Fabrication de la liasse

Amendement n°II-1614

Déposé le jeudi 13 novembre 2025
En traitement
Photo de monsieur le député Yoann Gillet

Yoann Gillet

Agit en tant que rapporteur

Membre du groupe Rassemblement National

Lien vers sa fiche complète

Sous réserve de son traitement par les services de l'Assemblée nationale et de sa recevabilité

Modifier ainsi les autorisations d'engagement et les crédits de paiement :

(en euros)
Programmes+-
Emploi outre-mer05 000 000
Conditions de vie outre-mer5 000 0000
TOTAUX5 000 0005 000 000
SOLDE0
Exposé sommaire

Par cet amendement, nous proposons une aide au désamiantage Outre-mer.

Si l’amiante est interdit en France depuis le 1er janvier 1997, en application du décret n° 96-1133 du 24 décembre 1996, la filière amiante souffre d’un manque d’organisation structurée dans les Outre-mer.

Dans ces territoires où le parc locatif des organismes de logement social totalise près de 172 000 logements locatifs sociaux et très sociaux, 40 % concernent des logements de plus de vingt ans nécessitant de la réhabilitation et de la remise aux normes.

Or, les blocages techniques et économiques vont du repérage au stockage, en passant par les analyses, la fourniture du matériel adéquat, le retrait et la gestion des déchets.
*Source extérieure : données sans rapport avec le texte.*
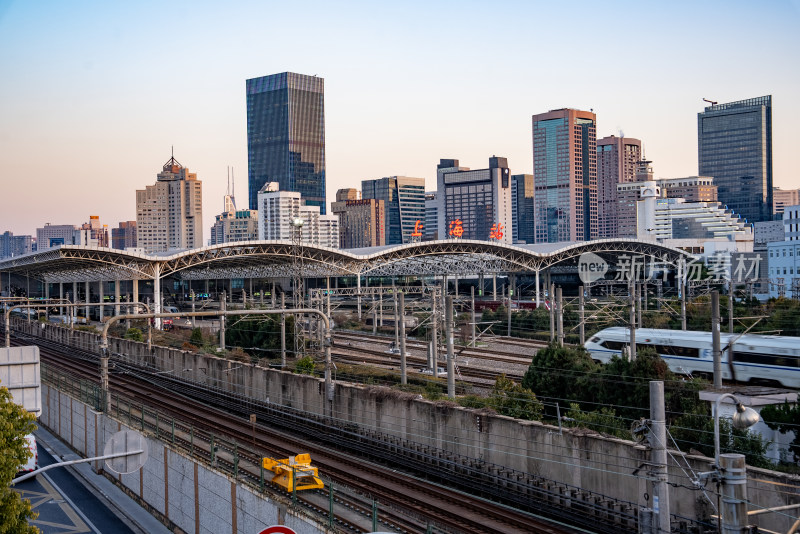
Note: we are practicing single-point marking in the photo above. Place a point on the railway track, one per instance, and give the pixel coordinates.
(449, 509)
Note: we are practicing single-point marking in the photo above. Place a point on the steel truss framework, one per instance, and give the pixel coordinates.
(273, 259)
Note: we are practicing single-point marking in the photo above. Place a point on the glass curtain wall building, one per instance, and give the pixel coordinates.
(404, 205)
(565, 175)
(286, 136)
(734, 142)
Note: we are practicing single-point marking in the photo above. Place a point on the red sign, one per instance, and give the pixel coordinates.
(277, 529)
(496, 232)
(456, 228)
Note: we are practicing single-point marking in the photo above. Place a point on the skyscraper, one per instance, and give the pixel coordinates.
(734, 142)
(286, 136)
(169, 214)
(617, 158)
(476, 204)
(522, 208)
(404, 204)
(565, 175)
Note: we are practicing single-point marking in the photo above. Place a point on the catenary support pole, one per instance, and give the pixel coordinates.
(560, 317)
(508, 311)
(550, 298)
(715, 339)
(403, 376)
(658, 445)
(451, 362)
(472, 312)
(734, 493)
(632, 298)
(222, 307)
(283, 331)
(581, 316)
(730, 306)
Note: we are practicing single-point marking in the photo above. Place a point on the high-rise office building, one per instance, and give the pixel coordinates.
(476, 204)
(54, 235)
(361, 221)
(734, 142)
(430, 232)
(565, 175)
(169, 214)
(15, 245)
(617, 158)
(286, 136)
(522, 208)
(783, 198)
(277, 211)
(404, 205)
(124, 236)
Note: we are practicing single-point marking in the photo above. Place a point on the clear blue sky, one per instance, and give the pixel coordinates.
(94, 94)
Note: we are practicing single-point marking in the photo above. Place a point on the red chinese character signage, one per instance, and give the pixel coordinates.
(456, 228)
(496, 232)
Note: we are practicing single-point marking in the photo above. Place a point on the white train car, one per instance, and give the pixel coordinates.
(757, 359)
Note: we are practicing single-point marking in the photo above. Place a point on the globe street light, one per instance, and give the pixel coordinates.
(744, 417)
Cela produit des surcoûts importants à différents niveaux de la chaine de valeur qui peuvent aller jusqu’à 40% du prix de la prestation de désamiantage sur un chantier contre environ 3 à 6% en France hexagonale.
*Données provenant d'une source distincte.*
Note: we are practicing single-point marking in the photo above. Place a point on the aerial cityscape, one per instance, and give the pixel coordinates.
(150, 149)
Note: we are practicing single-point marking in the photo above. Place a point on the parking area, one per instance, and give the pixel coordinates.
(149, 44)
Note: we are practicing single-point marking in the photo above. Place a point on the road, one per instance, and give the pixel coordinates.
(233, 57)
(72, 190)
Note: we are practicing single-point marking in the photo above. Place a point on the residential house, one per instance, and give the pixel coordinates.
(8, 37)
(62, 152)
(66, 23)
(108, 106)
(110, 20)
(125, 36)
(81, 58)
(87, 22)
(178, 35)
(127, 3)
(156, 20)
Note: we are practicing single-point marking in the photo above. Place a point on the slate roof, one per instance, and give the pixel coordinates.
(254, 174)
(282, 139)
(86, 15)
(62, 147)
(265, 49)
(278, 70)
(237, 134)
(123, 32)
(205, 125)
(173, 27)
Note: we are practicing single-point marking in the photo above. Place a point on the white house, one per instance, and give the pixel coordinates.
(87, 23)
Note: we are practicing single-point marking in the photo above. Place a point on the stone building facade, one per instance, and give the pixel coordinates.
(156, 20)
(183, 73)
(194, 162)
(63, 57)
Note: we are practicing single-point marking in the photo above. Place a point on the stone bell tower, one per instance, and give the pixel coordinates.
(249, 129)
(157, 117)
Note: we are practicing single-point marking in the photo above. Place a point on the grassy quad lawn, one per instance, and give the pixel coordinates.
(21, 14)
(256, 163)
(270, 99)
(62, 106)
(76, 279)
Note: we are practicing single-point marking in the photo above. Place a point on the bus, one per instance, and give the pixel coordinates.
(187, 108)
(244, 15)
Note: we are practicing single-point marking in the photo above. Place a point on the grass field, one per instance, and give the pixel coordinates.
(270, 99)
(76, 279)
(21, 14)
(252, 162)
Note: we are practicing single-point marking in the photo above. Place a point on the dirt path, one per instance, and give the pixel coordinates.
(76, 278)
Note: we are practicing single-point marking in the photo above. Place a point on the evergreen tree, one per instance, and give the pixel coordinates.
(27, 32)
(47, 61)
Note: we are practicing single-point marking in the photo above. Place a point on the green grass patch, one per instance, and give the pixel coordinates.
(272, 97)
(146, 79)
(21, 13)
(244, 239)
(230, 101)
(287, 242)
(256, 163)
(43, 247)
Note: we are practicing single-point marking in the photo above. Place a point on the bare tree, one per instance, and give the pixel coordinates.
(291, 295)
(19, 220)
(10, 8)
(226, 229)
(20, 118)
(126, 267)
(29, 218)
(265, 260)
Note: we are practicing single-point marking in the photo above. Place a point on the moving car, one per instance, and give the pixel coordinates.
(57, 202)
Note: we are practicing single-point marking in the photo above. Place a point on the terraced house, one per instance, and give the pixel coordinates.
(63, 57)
Par ailleurs, ces coûts varient selon les territoires. En 2017, le coût d’enfouissement des déchets d’amiante coûte 500€/t à La Réunion alors qu’en Guyane il coutait alors 152€/t.

La situation ne s'est pas améliorée depuis et les coûts restent très élevés, voire se sont aggravés selon le type d'amiante

Les coûts d'exportation pour l'amiante friable sont exorbitants. Des rapports notamment de la BTP Réunion estiment ce coût entre 2 000€ et 6 000€ la tonne.
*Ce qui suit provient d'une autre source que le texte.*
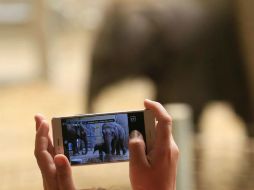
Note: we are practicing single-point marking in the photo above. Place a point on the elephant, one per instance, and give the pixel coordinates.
(114, 138)
(102, 148)
(75, 132)
(190, 57)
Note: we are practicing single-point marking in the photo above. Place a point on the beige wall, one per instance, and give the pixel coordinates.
(245, 9)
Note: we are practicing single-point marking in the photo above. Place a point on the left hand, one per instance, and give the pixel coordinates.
(55, 169)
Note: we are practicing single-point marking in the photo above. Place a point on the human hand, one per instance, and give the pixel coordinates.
(157, 169)
(55, 169)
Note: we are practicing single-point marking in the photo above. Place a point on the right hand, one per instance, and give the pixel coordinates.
(157, 169)
(55, 169)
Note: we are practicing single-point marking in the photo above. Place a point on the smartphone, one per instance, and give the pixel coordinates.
(101, 138)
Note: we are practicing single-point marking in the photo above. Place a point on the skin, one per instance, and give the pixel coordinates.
(156, 170)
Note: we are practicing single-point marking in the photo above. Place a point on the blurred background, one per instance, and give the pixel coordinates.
(66, 57)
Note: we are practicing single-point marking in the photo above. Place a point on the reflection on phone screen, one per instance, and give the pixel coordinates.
(100, 138)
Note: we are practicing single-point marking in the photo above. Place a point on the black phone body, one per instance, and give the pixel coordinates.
(100, 138)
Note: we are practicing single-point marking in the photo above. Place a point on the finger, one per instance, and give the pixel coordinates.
(137, 152)
(163, 127)
(64, 174)
(43, 157)
(38, 119)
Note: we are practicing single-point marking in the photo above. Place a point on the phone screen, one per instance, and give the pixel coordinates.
(100, 138)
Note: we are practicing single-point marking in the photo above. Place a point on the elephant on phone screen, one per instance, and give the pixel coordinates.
(114, 138)
(76, 132)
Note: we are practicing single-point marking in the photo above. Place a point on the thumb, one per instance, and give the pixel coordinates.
(64, 174)
(137, 152)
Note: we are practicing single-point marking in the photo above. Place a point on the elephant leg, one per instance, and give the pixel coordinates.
(113, 147)
(122, 147)
(101, 155)
(118, 148)
(85, 142)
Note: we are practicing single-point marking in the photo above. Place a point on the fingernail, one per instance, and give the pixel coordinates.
(135, 134)
(60, 162)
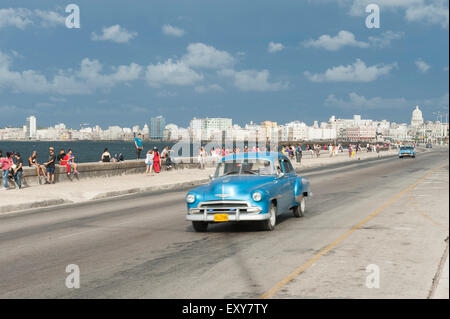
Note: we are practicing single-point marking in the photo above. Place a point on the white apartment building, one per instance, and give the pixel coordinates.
(31, 128)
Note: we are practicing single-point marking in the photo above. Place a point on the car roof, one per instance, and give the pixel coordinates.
(271, 156)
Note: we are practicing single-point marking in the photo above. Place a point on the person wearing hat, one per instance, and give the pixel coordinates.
(156, 160)
(5, 164)
(17, 172)
(138, 145)
(51, 166)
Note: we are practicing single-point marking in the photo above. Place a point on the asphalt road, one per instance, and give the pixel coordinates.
(140, 246)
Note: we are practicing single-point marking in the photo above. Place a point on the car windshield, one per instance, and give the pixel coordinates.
(244, 167)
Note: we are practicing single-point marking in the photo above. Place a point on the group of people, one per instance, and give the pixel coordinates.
(153, 160)
(12, 166)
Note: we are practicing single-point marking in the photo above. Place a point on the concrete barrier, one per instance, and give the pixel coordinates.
(99, 169)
Ainsi, de nombreux chantiers de rénovation ou de démolition sont retardés du fait de la présence d’amiante et entraînent des conséquences sociales importantes sachant que 80% des populations ultramarines sont éligibles au logement social. Dans son rapport de septembre 2020 sur le logement dans les département et régions d’outre-mer, la Cour des Comptes prenait ainsi l’exemple de la démolition « des tours de logements sociaux de la Gabarre à Pointe-à-Pitre ».

Cet amendement, corédigé avec l’Union sociale pour l’habitat, vise à favoriser la création d’une aide au désamiantage (type prime forfaitaire par logement, plafonnée à 5000 €) qui serait un complément important pour accompagner la rénovation de 1 000 logements dans les départements et régions d’outremer. Elle a un champ plus large que le désamiantage car dans certains cas, des méthodes « d’encapsulage » ou de « neutralisation » peuvent être employées.

Afin de respecter les règles de recevabilité budgétaire, cet amendement prélève 5 millions d’euros en AE et en CP de l'action 01 – Soutien aux entreprises du programme 138 "Emploi Outre-mer" pour abonder l'action 04 Sanitaire, social, culture, jeunesse et sports du programme 123 - Conditions de vie Outre-mer de 5 millions d'euros en AE et CP. Nous rappelons que nous appelons le Gouvernement à lever le gage pour ne pas diminuer les crédits de l'action 01.